Asteroids travelling in space are huge deposits of raw materials such as iron, copper, nickel, and cobalt. How should we go about acquiring them? This is a question to which scientists are already seeking answers. The most recent analyses conducted by researchers from WUST and the University of Oslo indicate where it is best to extract copper to make it economical and environmentally friendly.

The research was conducted jointly by Katarzyna Łuszczek, PhD, Eng. from WUST’s Faculty of Geoengineering, Mining, and Geology and Agata Krzesińska, PhD. from the University of Oslo (in Norway, she is on a postdoctoral placement; she defended her doctorate at the Polish Academy of Sciences in Wrocław). The paper discussing the results of their analyses will be published later this year in the Elsevier publishing house’s journal “Planetary and Space Science”. You can read its preliminary version here.

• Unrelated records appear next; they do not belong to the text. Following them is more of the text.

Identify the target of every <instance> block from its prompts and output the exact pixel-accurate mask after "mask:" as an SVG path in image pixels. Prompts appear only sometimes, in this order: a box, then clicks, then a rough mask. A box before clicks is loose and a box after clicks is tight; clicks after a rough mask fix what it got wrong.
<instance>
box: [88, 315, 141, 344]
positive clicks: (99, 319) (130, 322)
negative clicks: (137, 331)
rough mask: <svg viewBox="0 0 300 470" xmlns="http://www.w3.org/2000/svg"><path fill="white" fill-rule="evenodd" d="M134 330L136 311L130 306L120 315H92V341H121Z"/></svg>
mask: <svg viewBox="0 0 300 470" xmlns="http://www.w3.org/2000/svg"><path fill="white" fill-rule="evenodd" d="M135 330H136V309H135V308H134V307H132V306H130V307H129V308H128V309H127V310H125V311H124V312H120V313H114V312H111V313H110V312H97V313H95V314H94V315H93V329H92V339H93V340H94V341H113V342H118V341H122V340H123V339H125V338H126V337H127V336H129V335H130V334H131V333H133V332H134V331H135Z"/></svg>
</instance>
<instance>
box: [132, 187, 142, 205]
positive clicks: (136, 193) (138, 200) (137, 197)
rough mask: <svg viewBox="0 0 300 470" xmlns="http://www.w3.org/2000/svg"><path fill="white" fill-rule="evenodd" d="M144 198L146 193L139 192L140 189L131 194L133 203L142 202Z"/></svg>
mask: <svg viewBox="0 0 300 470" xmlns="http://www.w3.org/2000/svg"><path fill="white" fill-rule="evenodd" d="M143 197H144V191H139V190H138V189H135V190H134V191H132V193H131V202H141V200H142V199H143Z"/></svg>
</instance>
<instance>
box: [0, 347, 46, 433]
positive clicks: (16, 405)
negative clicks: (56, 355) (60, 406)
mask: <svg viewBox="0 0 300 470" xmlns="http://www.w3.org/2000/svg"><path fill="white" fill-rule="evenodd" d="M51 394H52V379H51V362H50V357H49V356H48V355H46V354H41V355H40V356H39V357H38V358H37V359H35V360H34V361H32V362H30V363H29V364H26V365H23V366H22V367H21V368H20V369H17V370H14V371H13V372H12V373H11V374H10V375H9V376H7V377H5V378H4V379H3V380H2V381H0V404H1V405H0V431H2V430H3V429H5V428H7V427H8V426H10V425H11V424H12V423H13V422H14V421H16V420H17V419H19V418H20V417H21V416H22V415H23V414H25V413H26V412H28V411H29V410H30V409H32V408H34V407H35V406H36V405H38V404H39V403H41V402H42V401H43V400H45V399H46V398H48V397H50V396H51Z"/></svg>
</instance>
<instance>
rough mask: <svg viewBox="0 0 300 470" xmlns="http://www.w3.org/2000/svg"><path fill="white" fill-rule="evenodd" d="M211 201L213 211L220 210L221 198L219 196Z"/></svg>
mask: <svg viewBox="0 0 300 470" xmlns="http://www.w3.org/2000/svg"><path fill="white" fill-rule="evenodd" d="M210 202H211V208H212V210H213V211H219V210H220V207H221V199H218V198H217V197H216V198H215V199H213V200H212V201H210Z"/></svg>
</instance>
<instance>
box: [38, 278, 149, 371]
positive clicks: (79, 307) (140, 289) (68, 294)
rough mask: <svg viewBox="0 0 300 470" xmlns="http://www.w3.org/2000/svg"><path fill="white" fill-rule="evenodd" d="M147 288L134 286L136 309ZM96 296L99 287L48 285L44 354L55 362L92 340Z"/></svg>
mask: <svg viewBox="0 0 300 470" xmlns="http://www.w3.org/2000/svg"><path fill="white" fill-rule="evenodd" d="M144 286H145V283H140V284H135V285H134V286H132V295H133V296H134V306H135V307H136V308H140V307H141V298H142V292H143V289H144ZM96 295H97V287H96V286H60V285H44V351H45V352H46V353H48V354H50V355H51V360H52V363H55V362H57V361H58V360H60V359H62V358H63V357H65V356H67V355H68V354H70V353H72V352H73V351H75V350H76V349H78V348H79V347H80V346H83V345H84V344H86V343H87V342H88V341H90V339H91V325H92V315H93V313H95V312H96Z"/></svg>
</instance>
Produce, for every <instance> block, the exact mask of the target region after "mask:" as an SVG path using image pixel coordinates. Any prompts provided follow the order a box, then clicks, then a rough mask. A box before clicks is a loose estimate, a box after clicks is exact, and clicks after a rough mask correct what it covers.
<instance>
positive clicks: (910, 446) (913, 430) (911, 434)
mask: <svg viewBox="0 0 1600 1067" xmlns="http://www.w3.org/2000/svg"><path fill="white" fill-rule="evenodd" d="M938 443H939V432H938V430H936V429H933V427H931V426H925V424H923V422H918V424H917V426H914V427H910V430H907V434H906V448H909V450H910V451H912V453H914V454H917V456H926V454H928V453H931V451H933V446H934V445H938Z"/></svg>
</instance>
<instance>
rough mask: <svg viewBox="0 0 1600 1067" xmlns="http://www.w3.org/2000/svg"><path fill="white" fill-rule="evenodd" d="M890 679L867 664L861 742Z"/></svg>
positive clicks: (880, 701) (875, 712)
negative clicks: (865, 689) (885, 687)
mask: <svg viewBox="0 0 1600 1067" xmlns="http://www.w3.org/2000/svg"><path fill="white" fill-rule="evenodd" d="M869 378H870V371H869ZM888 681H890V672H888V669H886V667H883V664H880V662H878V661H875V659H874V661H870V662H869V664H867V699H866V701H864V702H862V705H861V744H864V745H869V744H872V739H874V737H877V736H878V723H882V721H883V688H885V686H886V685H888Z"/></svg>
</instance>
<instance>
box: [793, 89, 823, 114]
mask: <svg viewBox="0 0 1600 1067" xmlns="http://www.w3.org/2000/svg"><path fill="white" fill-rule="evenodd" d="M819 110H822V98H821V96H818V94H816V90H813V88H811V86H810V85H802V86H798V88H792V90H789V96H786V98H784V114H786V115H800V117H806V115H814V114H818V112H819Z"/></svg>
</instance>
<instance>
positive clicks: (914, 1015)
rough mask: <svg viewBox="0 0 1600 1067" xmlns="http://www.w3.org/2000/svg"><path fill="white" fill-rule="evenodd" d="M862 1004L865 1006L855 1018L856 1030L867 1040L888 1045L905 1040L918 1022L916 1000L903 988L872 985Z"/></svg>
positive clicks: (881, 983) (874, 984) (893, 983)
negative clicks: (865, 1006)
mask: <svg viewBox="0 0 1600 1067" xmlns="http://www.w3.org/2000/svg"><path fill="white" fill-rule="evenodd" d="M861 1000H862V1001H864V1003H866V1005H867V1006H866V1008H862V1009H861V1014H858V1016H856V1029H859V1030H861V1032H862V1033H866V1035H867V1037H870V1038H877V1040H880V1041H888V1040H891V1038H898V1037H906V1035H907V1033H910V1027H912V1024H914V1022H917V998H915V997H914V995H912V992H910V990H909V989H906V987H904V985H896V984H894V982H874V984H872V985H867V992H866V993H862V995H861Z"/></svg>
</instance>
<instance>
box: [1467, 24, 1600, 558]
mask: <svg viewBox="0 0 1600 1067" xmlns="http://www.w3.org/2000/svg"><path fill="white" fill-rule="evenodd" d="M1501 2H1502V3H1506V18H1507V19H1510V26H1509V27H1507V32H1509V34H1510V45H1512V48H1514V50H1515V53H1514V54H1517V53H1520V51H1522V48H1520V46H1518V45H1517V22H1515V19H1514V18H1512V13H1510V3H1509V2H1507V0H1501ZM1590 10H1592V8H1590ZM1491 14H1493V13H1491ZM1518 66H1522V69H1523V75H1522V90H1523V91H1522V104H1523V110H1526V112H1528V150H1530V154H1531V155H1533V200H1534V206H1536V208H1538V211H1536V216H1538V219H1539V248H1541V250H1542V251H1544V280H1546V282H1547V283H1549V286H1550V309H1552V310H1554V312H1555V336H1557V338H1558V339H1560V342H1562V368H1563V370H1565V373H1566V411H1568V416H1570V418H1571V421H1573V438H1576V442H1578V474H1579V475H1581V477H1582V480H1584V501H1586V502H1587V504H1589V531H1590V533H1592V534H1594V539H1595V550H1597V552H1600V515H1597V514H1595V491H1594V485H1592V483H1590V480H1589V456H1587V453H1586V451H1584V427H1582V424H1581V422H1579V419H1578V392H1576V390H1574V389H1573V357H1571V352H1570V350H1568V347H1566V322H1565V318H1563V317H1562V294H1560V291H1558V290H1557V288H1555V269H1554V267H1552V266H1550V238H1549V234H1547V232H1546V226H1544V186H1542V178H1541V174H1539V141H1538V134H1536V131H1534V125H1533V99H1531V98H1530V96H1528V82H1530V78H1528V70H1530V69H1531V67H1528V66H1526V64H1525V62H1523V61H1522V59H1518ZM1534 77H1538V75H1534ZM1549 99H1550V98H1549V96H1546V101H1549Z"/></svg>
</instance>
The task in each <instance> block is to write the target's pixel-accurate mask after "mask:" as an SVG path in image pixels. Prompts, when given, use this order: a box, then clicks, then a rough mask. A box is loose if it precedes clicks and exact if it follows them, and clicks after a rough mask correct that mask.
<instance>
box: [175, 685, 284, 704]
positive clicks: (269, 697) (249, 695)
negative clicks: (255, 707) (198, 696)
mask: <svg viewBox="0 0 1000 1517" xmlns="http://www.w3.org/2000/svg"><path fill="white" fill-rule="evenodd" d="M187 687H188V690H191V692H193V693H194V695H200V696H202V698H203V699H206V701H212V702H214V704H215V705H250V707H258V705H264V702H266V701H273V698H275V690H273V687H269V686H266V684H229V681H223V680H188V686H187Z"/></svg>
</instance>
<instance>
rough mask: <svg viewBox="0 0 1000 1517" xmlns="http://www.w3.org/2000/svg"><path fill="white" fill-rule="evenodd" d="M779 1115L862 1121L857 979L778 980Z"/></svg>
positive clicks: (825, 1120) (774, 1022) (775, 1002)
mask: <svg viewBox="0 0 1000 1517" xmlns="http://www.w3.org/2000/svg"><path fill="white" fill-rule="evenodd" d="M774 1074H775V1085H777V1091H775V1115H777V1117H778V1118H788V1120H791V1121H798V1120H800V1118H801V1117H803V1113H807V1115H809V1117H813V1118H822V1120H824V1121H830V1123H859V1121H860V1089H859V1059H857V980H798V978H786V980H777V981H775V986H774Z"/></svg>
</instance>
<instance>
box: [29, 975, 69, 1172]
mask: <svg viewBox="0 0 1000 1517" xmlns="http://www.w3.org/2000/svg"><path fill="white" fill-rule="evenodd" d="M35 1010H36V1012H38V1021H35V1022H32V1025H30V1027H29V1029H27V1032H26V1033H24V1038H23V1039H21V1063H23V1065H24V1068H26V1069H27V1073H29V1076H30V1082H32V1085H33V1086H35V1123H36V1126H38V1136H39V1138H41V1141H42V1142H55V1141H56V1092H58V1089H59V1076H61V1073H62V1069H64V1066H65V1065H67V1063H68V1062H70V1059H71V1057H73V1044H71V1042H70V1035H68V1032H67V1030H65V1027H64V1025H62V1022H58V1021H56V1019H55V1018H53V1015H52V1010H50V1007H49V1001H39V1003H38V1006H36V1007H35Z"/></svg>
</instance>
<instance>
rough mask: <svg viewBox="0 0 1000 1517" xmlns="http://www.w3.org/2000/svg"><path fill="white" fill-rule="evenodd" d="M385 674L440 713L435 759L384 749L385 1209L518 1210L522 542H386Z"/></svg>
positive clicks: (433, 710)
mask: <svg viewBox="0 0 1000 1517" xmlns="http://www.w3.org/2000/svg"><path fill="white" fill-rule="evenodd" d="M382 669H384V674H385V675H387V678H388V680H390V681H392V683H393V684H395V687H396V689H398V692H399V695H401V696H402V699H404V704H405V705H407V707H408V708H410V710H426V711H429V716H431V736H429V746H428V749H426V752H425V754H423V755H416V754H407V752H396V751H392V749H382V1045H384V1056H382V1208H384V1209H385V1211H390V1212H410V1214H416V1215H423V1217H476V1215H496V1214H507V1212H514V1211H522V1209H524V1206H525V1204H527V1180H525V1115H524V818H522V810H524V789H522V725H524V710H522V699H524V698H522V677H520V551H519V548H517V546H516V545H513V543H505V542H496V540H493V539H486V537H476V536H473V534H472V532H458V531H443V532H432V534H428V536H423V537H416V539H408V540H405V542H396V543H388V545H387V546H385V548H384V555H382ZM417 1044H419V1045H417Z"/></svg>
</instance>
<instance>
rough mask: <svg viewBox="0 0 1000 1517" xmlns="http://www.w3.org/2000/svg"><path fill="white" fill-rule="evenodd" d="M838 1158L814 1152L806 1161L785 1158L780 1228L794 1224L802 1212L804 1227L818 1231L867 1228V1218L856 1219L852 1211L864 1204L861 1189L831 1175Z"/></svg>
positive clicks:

The article is also discussed in its latest newsletter by the Lunar and Planetary Institute – a renowned scientific organisation from Huston, supported by NASA and dealing with research into the Solar System. Once a week, LPI sends information to its subscribers about two groundbreaking, space-related studies whose results are about to be published. The analyses carried out by Dr Łuszczek and Dr Krzesińska were discussed in the early October issue of the newsletter.

"Shocked" asteroids

The researchers looked at H-type chondrites (also known as olivine-bronzite chondrites),  which belong to the class of ordinary chondrites, i.e. meteorites most often found on our planet. Their parent bodies, asteroids, are most numerous in the belt of asteroids between Mars and Jupiter orbits and among asteroids close to Earth. Chondrites from the H group have the highest content of metals, including copper, among all ordinary chondrites. They come from class S asteroids, which constitute as many as 17% of all asteroids (it is the second group in terms of numbers).

Dr Łuszczek and Dr Krzesińska measured their mass content of copper, i.e. the percentage of this element in the chondrites under study. In this way, they determined that asteroids S contain from 70 to 100 ppm (i.e. parts per million) of copper. It occurs most often in metallic grains in various phases of the iron-nickel alloy – that is, as an admixture. This means that its extraction would require the chemical dissolution of the grains to obtain copper itself,  which, especially in space conditions, would definitely increase costs and involve processes that are harmful to the local environment. However, the researchers have shown that there is a much better alternative.

– Much higher concentrations of copper are found in so-called shock darkened zones, i.e. the planetoid zones darkened as a result of a shock – says Dr Łuszczek. – It’s a source of native copper, a mineral rarely found on Earth that consists of almost pure copper. Its obtainment would only consist in mechanical processing.

As Dr Łuszczek explains, "darkened zones" are formed after collisions of planetoids when a shock wave passes through them. The energy (i.e. heat) released then causes the minerals in the asteroid to melt, as a result of which only pure copper remains. – Our research indicates that such a "shocked" asteroid can contain from 20 to 50% of copper in this form – stresses the scientist.

This discovery is all the more important because asteroids with “darkened zones” are not uncommon. On the contrary, they make up a large group among asteroids close to Earth.

– Our calculations show that the asteroid (6) Hebe alone, the sixth discovered asteroid from the asteroid belt, considered to be the parent body of the H type chondrites, has a copper resource that would probably satisfy our needs for thousands of years.  It has a diameter of 190 km and contains 1.39 x 1012 tonnes of copper, which means that only a two-centimetre thick outer layer of this asteroid contains as much copper as the earth's resources we know today. Of course, how to make the extraction of raw materials from outer space profitable is still problematic. We hope that our research will be one step towards solving this issue.